IL-10 is a well-established regulatory cytokine that suppresses and controls inflammation25. Furthermore, secretome analysis of supernatants from LPS-stimulated macrophages revealed IL-10 to be secreted with prolonged, but not short LPS treatment26. More importantly, study of Il10−/− BMDMs suggested that IL-10 regulates pro-IL-1β expression23. Additionally, studies with Il10−/− mice and neutralizing IL10R signaling in WT mice showed enhanced expression of NLRP3 inflammasome components in an antigen-induced arthritis model27. To investigate whether IL-10 was involved in chronic LPS stimulation-induced suppression of the NLRP3 inflammasome, we first examined the levels of IL-10 in the supernatants of BMDMs stimulated for 4 and 24 hours. We found that the production of IL-10 increased in a time-dependent manner (Fig. 2D–G and Supplementary Fig. S6). Importantly, PAM3CSK4 stimulation also upregulated secreted levels of IL-10 with prolonged stimulation, which indicates that this is not specific to LPS (Fig. 2G and Supplementary Fig. S6A). Interestingly, chronic LPS stimulation also significantly increased IL-10R expression (Supplementary Fig. S6B–D). Collectively, these results imply that IL-10 may contribute to negative regulation of the NLRP3 inflammasome upon chronic TLR stimulation.
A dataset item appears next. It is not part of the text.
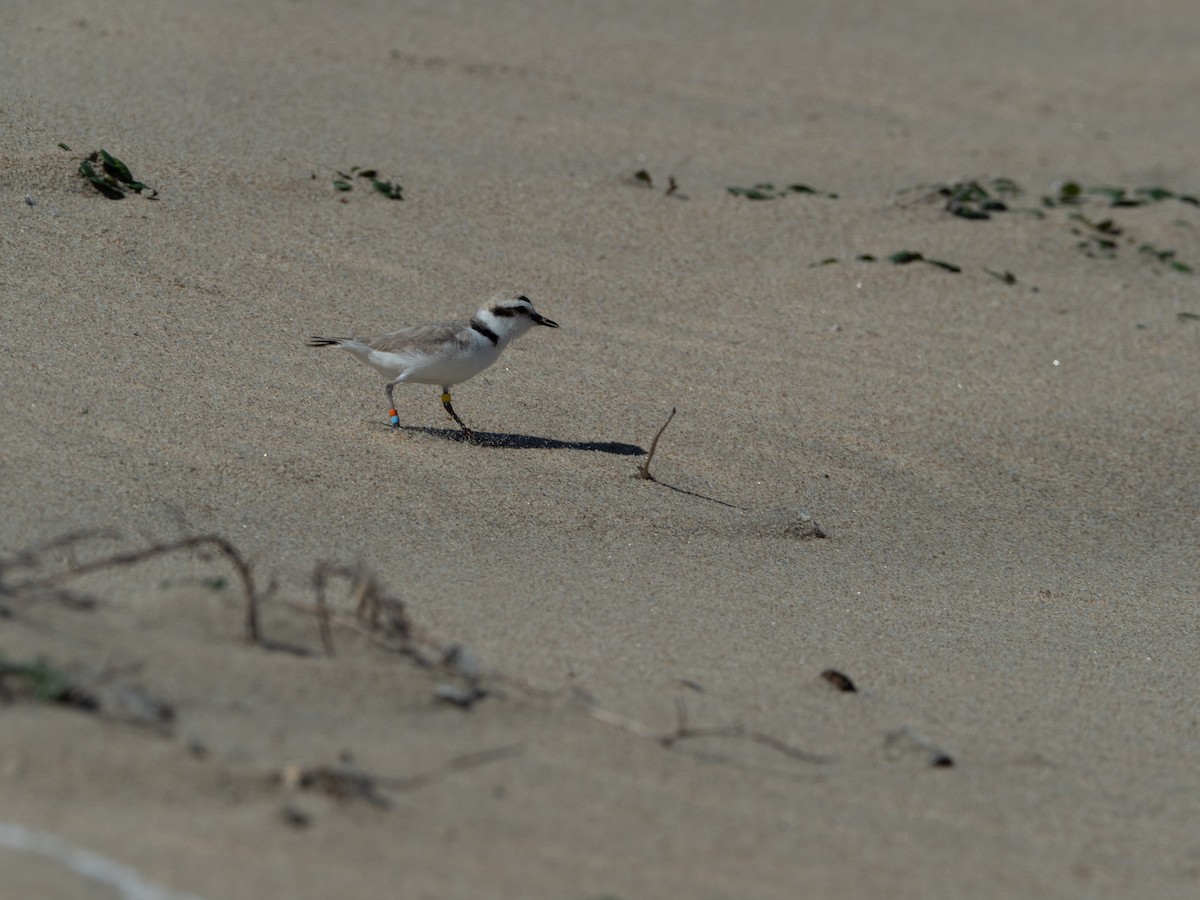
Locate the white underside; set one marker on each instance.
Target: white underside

IL-10 negatively regulates NLRP3 inflammasome activation during chronic LPS treatment
To ascertain if the enhanced IL-10 production associated with chronic LPS stimulation is responsible for tempering of NLRP3 inflammasome activation, BMDMs were pre-incubated with recombinant IL-10 prior to stimulation with LPS. Addition of IL-10 prior to acute LPS/ATP stimulation significantly reduced, but did not completely abolish, the levels of processed caspase-1 and secreted IL-1β and IL-18 in macrophages (Fig. 3A–C). Dramatic reduction of NLRP3 inflammasome activation by recombinant IL-10 was also observed when cells were primed with LPS for 12 h prior to ATP stimulation (Fig. 3A–C). In addition to reducing IL-1β cleavage, IL-10 also reduced the levels of pro-IL-1β suggesting a negative regulatory role for IL-10 in priming (Fig. 3A). Thus, our results suggest that IL-10 production upon chronic LPS exposure suppresses NLRP3 inflammasome activation. To further characterize the role of IL-10 in dampening the NLRP3 inflammasome, we utilized Il10raMdel mice that specifically lack IL-10R expression in macrophages28. As shown before, wild type BMDMs treated with LPS for 12 h were significantly impaired in their ability to induce caspase-1 processing and IL-1β cleavage in response to ATP. In marked contrast, prolonged LPS treatment failed to dampen NLRP3 inflammasome-mediated activation of caspase-1 and IL-1β cleavage in Il10raMdel BMDMs (Fig. 3D). In agreement, Il10raMdel BMDMs treated with LPS/ATP for 12 h secreted amounts of IL-1β and IL-18 in their culture medium that were comparable to those of macrophages treated with LPS/ATP for 4 h (Fig. 3E,F). In addition to the use of Il10raMdel BMDMs, we also stimulated BMDMs with LPS for 4 or 12 h in the presence of IL-10 receptor-neutralizing antibodies (αIL-10R Ab) to inhibit IL-10 signaling. αIL-10R Ab treatment rescued caspase-1 activation in WT BMDMs that were treated with LPS/ATP for 12 h (Supplementary Fig. S7A). Concurrently, the levels of secreted IL-1β and IL-18 in 12 h LPS treated BMDMs were markedly increased by αIL-10R Ab treatment and reached levels comparable to those of cells exposed to LPS for only 4 h (Supplementary Fig. S7B,C). Together, these observations suggest that IL-10 signaling negatively regulates NLRP3 inflammasome activation.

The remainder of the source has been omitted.